Daniel Peixe, en los Walt Disney Studios, en Estados Unidos.

TW
0

El 5 de marzo Disney estrenará Raya y el último dragón simultáneamente en salas y plataformas. Con ella, el gigante de la animación hará viajar a la fantástica Kumandra, tierra de tintes asiáticos donde existen los dragones. Uno de los responsables de tremendo viaje es el mallorquín Daniel Peixe, que lleva años en la gran liga de Disney y confiesa estar «supercontento haber currado en esta peli». Y eso son palabras mayores viniendo de quien ha trabajado en Frozen, Enredados o Big Hero 6.

¿Cómo nace su interés de la animación?
— Mi pasión con películas superpotentes como Aladdin, Hércules o La Bella y la bestia. Cada año mejoraban y era lo que me gustaba.
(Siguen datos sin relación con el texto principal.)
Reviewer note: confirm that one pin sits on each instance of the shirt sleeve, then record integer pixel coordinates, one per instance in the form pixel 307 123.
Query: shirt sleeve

Me pasaba el día dibujando y tenía claro que esta era mi profesión y no quería hacer ninguna otra cosa.

¿Cómo entra en ese mundillo?
— Quería dedicarme al cómic porque lo veía más asequible, pero poco a poco lo fui viendo más posible. Tenía 20 años y no me veía con nivel, así que busqué un mentor para aprender. Mallorca es tan pequeña que decidí irme a Londres. Fue una cuestión personal, me apetecía.

¿Allí acabó de formarse?
— Hice un curso de seis meses con gente que llevaba 30 años y la ciudad es tan grande que te da oportunidades. En cuanto terminé encontré curro enseguida y empecé a formar mi carrera allí.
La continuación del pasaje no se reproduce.